Hi, i’ve got a question about the current that flow in a circuit...
Hypotize you have an IC, for example the l293d motor driver, and you want to power it with a battery, which delivers for example 7.4 volts and 1000mAh. Now, the question is: will the l293d(or another circuit not necessarily integrated) use a small portion of these 1000mAh to power the entire circuit(for example 100mAh leaving the remaining 900mAh) or will it absorb all the 1000mAh damaging itself?
The same question can be asked with a simple circuit on protoboard:
For example if i power a circuit which needs 9v and 200mAh with a power supply that delivers for example 9v and 2000mAh, will the excessive current destroy the circuit or will it absorb only the 200mAh from the 2000mAh leaving the remaining 1800mAh to power another circuit?
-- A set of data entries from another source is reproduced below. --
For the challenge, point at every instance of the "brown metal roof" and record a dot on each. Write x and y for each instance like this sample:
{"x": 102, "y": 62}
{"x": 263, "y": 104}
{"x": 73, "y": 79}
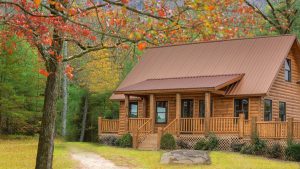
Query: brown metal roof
{"x": 214, "y": 82}
{"x": 258, "y": 58}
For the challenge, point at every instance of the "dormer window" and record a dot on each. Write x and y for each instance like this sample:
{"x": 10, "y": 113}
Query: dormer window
{"x": 287, "y": 70}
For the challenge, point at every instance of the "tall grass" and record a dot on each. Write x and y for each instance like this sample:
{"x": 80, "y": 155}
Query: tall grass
{"x": 18, "y": 152}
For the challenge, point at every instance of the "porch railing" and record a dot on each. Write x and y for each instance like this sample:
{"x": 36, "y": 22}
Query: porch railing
{"x": 191, "y": 125}
{"x": 172, "y": 127}
{"x": 272, "y": 129}
{"x": 247, "y": 129}
{"x": 296, "y": 129}
{"x": 108, "y": 125}
{"x": 144, "y": 130}
{"x": 224, "y": 125}
{"x": 135, "y": 123}
{"x": 218, "y": 125}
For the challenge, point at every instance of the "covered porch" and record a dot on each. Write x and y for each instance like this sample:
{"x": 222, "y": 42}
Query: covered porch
{"x": 175, "y": 114}
{"x": 187, "y": 105}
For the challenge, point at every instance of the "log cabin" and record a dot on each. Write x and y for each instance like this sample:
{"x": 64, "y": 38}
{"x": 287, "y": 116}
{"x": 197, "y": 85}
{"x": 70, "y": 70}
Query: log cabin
{"x": 233, "y": 86}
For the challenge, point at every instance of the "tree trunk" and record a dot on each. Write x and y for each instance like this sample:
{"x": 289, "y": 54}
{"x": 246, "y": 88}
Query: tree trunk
{"x": 84, "y": 119}
{"x": 65, "y": 94}
{"x": 46, "y": 139}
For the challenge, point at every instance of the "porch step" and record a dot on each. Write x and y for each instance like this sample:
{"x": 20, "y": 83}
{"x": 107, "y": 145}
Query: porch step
{"x": 150, "y": 143}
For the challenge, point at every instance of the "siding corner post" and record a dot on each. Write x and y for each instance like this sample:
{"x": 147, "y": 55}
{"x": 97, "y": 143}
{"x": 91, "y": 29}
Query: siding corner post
{"x": 178, "y": 110}
{"x": 152, "y": 111}
{"x": 144, "y": 107}
{"x": 241, "y": 125}
{"x": 207, "y": 112}
{"x": 126, "y": 104}
{"x": 159, "y": 135}
{"x": 99, "y": 125}
{"x": 290, "y": 128}
{"x": 253, "y": 127}
{"x": 135, "y": 138}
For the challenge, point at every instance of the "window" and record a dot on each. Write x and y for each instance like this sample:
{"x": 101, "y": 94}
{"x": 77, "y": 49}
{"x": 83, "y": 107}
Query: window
{"x": 202, "y": 108}
{"x": 287, "y": 70}
{"x": 187, "y": 108}
{"x": 161, "y": 111}
{"x": 241, "y": 106}
{"x": 282, "y": 111}
{"x": 268, "y": 110}
{"x": 133, "y": 109}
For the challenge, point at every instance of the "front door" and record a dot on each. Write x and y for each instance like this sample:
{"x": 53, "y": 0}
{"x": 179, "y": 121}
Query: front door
{"x": 187, "y": 108}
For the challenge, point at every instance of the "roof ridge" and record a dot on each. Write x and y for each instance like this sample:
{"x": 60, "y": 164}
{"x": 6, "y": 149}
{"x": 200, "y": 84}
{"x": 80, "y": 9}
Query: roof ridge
{"x": 186, "y": 77}
{"x": 222, "y": 40}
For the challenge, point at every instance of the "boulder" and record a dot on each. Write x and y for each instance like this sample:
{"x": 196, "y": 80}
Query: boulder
{"x": 185, "y": 157}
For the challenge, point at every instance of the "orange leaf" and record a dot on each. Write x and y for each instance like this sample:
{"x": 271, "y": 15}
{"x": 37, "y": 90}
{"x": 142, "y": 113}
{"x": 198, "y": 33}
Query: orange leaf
{"x": 44, "y": 72}
{"x": 161, "y": 13}
{"x": 37, "y": 2}
{"x": 142, "y": 45}
{"x": 211, "y": 8}
{"x": 124, "y": 1}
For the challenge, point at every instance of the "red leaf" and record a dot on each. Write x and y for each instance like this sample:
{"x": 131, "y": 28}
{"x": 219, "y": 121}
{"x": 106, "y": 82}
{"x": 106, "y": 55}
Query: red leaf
{"x": 86, "y": 32}
{"x": 44, "y": 72}
{"x": 125, "y": 1}
{"x": 161, "y": 13}
{"x": 93, "y": 38}
{"x": 142, "y": 45}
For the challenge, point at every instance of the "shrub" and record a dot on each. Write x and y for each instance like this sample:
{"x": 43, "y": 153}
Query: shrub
{"x": 237, "y": 147}
{"x": 125, "y": 141}
{"x": 274, "y": 151}
{"x": 247, "y": 149}
{"x": 167, "y": 142}
{"x": 212, "y": 142}
{"x": 258, "y": 146}
{"x": 293, "y": 152}
{"x": 109, "y": 140}
{"x": 201, "y": 145}
{"x": 182, "y": 144}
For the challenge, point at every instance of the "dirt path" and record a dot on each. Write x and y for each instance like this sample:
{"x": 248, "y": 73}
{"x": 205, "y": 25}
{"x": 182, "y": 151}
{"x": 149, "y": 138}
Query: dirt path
{"x": 89, "y": 160}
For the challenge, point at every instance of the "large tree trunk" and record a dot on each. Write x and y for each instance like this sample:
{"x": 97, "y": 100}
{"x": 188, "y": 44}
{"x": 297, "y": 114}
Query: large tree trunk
{"x": 84, "y": 119}
{"x": 46, "y": 139}
{"x": 65, "y": 94}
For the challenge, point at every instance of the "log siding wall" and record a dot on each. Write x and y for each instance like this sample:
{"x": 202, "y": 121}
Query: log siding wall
{"x": 222, "y": 107}
{"x": 284, "y": 91}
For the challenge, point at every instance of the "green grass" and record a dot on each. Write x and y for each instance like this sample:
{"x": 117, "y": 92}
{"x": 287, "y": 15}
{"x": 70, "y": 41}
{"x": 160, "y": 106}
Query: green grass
{"x": 20, "y": 153}
{"x": 150, "y": 159}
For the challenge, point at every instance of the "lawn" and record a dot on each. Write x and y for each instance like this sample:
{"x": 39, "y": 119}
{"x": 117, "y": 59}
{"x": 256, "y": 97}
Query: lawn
{"x": 20, "y": 153}
{"x": 150, "y": 159}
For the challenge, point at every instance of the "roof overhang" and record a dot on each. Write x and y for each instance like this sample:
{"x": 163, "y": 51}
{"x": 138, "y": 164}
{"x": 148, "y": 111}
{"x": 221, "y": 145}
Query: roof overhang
{"x": 212, "y": 83}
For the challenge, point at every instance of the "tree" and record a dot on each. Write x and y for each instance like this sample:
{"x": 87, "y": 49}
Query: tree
{"x": 281, "y": 15}
{"x": 103, "y": 25}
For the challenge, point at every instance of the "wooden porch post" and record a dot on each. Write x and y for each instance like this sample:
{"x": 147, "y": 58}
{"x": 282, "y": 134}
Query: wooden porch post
{"x": 178, "y": 111}
{"x": 126, "y": 107}
{"x": 207, "y": 112}
{"x": 99, "y": 125}
{"x": 159, "y": 135}
{"x": 241, "y": 124}
{"x": 144, "y": 107}
{"x": 290, "y": 129}
{"x": 152, "y": 110}
{"x": 253, "y": 127}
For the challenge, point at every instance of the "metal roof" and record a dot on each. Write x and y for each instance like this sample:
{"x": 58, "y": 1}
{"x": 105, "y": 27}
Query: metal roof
{"x": 258, "y": 58}
{"x": 213, "y": 82}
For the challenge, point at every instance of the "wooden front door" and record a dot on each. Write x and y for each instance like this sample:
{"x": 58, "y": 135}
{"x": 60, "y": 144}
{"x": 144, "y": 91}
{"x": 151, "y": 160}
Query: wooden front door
{"x": 187, "y": 108}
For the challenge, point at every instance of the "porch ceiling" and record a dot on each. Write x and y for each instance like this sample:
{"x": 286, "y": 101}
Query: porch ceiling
{"x": 199, "y": 83}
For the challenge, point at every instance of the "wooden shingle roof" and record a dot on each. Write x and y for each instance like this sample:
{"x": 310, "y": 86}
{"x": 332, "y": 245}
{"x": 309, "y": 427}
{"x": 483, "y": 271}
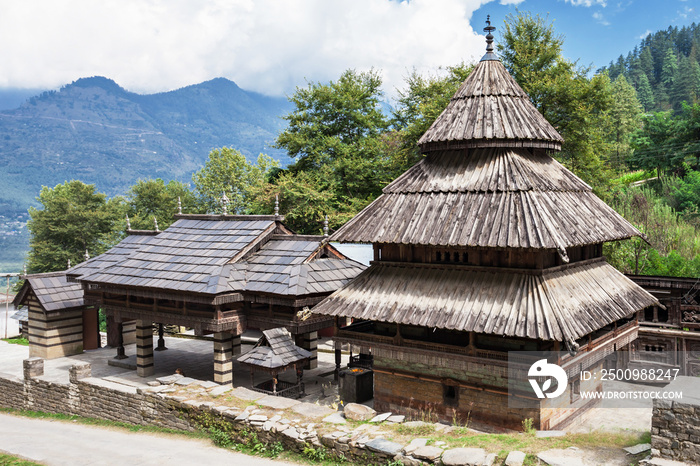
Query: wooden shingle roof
{"x": 563, "y": 303}
{"x": 220, "y": 255}
{"x": 275, "y": 350}
{"x": 490, "y": 109}
{"x": 493, "y": 197}
{"x": 53, "y": 290}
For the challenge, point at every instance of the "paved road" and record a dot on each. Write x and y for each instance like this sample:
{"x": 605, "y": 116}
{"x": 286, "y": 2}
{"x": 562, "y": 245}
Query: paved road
{"x": 64, "y": 443}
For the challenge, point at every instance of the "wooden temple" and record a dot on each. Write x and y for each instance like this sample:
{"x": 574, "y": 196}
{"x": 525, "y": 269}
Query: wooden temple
{"x": 274, "y": 354}
{"x": 59, "y": 323}
{"x": 485, "y": 246}
{"x": 217, "y": 274}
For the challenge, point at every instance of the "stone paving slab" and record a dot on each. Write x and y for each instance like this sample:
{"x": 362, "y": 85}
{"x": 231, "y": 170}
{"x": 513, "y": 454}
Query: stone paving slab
{"x": 277, "y": 402}
{"x": 637, "y": 449}
{"x": 312, "y": 410}
{"x": 386, "y": 447}
{"x": 560, "y": 457}
{"x": 246, "y": 394}
{"x": 335, "y": 418}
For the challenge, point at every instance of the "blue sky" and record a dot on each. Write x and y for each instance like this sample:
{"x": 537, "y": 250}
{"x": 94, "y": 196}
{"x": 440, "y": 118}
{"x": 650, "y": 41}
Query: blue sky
{"x": 597, "y": 32}
{"x": 272, "y": 46}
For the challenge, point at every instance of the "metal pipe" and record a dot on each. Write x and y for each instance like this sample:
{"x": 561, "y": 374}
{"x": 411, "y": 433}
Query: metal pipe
{"x": 7, "y": 299}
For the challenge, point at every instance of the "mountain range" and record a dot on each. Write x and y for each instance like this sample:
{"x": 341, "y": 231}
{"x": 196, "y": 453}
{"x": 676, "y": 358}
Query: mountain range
{"x": 95, "y": 131}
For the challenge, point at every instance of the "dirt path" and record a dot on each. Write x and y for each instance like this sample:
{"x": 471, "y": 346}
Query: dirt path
{"x": 57, "y": 443}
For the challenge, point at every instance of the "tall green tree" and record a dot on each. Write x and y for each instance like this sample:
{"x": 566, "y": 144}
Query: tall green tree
{"x": 73, "y": 218}
{"x": 333, "y": 121}
{"x": 155, "y": 198}
{"x": 645, "y": 93}
{"x": 227, "y": 171}
{"x": 624, "y": 120}
{"x": 574, "y": 104}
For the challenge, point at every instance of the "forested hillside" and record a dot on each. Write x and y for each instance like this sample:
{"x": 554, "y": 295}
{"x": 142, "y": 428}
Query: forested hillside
{"x": 344, "y": 148}
{"x": 664, "y": 68}
{"x": 95, "y": 131}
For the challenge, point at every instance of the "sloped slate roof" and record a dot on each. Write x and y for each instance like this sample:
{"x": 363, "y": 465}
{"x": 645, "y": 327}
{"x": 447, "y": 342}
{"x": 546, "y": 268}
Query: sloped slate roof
{"x": 504, "y": 198}
{"x": 559, "y": 304}
{"x": 490, "y": 109}
{"x": 207, "y": 256}
{"x": 280, "y": 267}
{"x": 53, "y": 290}
{"x": 185, "y": 256}
{"x": 275, "y": 350}
{"x": 22, "y": 315}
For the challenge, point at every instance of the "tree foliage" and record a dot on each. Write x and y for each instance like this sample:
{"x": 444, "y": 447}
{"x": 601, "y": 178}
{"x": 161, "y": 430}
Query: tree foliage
{"x": 73, "y": 218}
{"x": 155, "y": 198}
{"x": 575, "y": 105}
{"x": 227, "y": 171}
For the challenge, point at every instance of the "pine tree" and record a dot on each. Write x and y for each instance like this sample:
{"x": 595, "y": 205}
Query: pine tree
{"x": 645, "y": 94}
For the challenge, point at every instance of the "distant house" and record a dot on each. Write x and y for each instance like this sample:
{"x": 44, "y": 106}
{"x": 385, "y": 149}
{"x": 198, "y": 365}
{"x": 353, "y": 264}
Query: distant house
{"x": 217, "y": 274}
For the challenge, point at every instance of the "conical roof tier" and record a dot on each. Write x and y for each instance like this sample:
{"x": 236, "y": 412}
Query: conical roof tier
{"x": 490, "y": 109}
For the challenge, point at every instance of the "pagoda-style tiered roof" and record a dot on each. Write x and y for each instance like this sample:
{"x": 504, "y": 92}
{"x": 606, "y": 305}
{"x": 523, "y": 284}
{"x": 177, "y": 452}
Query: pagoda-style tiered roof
{"x": 465, "y": 240}
{"x": 491, "y": 198}
{"x": 490, "y": 109}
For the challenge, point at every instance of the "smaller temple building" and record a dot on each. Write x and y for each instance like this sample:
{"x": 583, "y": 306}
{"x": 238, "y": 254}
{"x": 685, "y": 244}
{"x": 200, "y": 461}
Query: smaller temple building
{"x": 219, "y": 275}
{"x": 59, "y": 322}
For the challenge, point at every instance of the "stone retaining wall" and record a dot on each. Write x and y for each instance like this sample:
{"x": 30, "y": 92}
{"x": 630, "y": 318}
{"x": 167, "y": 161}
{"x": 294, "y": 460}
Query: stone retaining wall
{"x": 675, "y": 430}
{"x": 95, "y": 398}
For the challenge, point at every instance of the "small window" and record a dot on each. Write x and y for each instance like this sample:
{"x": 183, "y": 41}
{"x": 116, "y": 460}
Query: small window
{"x": 576, "y": 389}
{"x": 450, "y": 395}
{"x": 649, "y": 314}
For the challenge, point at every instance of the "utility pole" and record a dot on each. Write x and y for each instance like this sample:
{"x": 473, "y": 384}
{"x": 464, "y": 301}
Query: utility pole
{"x": 7, "y": 299}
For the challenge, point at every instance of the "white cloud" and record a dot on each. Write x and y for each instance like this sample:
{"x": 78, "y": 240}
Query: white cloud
{"x": 588, "y": 3}
{"x": 264, "y": 45}
{"x": 598, "y": 16}
{"x": 644, "y": 34}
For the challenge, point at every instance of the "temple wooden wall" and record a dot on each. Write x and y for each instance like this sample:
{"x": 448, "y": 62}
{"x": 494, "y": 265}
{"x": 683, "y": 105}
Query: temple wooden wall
{"x": 54, "y": 335}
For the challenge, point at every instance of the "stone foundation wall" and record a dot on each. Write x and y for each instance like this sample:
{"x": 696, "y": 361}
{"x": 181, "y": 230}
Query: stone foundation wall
{"x": 675, "y": 430}
{"x": 94, "y": 398}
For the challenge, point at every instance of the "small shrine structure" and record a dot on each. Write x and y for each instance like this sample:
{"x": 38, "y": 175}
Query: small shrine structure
{"x": 487, "y": 245}
{"x": 274, "y": 354}
{"x": 59, "y": 322}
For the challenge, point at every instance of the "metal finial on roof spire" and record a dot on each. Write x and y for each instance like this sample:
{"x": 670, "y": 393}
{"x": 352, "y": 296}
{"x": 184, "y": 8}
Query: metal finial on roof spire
{"x": 224, "y": 204}
{"x": 489, "y": 40}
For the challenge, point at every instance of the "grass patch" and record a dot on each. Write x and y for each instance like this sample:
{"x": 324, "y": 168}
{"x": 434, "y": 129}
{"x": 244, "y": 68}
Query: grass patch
{"x": 17, "y": 341}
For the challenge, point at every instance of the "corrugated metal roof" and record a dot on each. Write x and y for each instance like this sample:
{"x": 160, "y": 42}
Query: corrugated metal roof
{"x": 558, "y": 304}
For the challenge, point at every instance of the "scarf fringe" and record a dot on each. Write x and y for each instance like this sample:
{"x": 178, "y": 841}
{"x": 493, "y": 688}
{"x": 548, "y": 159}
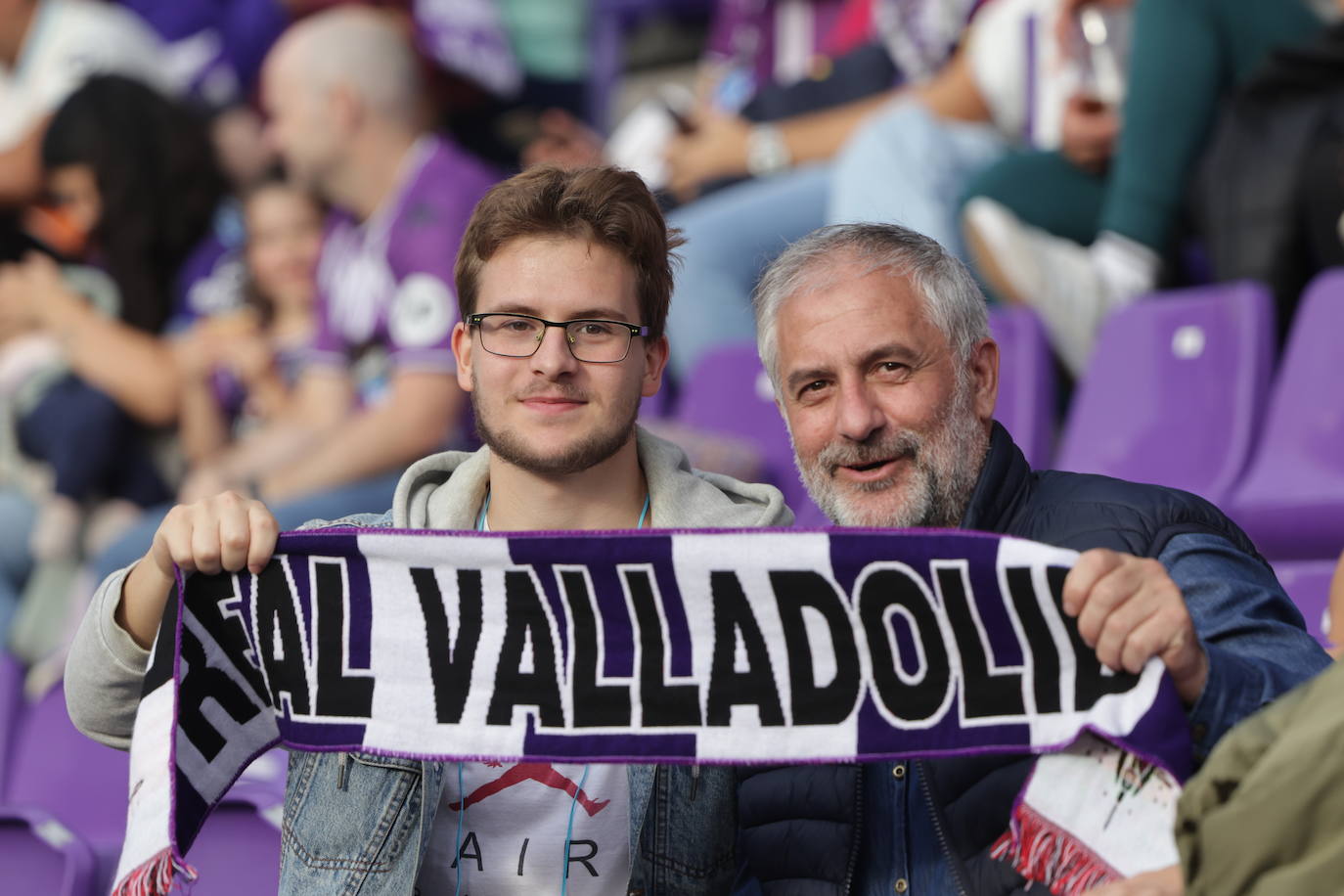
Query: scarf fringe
{"x": 1043, "y": 852}
{"x": 155, "y": 877}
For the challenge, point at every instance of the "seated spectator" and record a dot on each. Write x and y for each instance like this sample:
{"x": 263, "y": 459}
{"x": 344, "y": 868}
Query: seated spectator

Ps: all the values(current and voltages) are totally random only to make you understand the question...thanks
I think you should learn Ohm's Law before you start messing around with electronics. There is a minimum knowledge requirement to work with electronics and you are below that minimum.
Ohm's Law states (among other things) that the voltage V = the current I x the resistance R
("V=I*R")
Thus, the current that flows is dependent on the resistance until it exceeds the current capability of the source, so the LM293 has nothing to do with how much current flows. That is determined by the
device (motor) you try to drive with it. If the motor current rating is within the max current rating of the LM293 then everythings fine. If, on the other hand you try to drive a 6A motor you'll fry the LM293.
You also need to understand that mAh and mA are very different things. You can't just use those terms interchangeably.
Milliamps (mA) or Amps (A) are a measure of current. But the 1000mAh that a battery has specified is NOT current. It is capacity, milliamps x hours. So a 1000mAh battery could deliver 1000mA (1A) for 1 hour or 100mA for 10 hours or potentially 10,000mA (10A) for 6 minutes (1/10th of an hour).
So a circuit will never require 200 mAh but it might require 200 mA. And a power supply will never be rated at 2000 mAh but it may be rated at 2000mA (2A).
The same question can be asked with a simple circuit on protoboard:
The same question can be asked if your house mains wiring.
You plug in a radio that takes say 100mA into a socket that can supply 13A for an electric fire. Is that going to work that you can connect two different things with such vastly current requirements into the same source of power.
Back to the other part of the question.
An L293D is old motor driver technology (darlington transistors instead of mosfets), and 'drops' (looses) about 2.4 volt (current dependent) when driving a motor. The motor will only get about 5volt from that 7.4volt.
You could say that an L293D is about 67% efficient in this case.
1/3 of used battery power is wasted as heat inside the LM293D chip.
Same story for it's bigger brother, the L298.
Leo..
Now, the question is: will the l293d(or another circuit not necessarily integrated) use a small portion of these 1000mAh to power the entire circuit(for example 100mAh leaving the remaining 900mAh) or will it absorb all the 1000mAh damaging itself?
Couldn't say without knowing the load rating. If the load was rated for 3A and you connected that battery it would draw 3A from the battery until the battery cooked or the L293 burned up.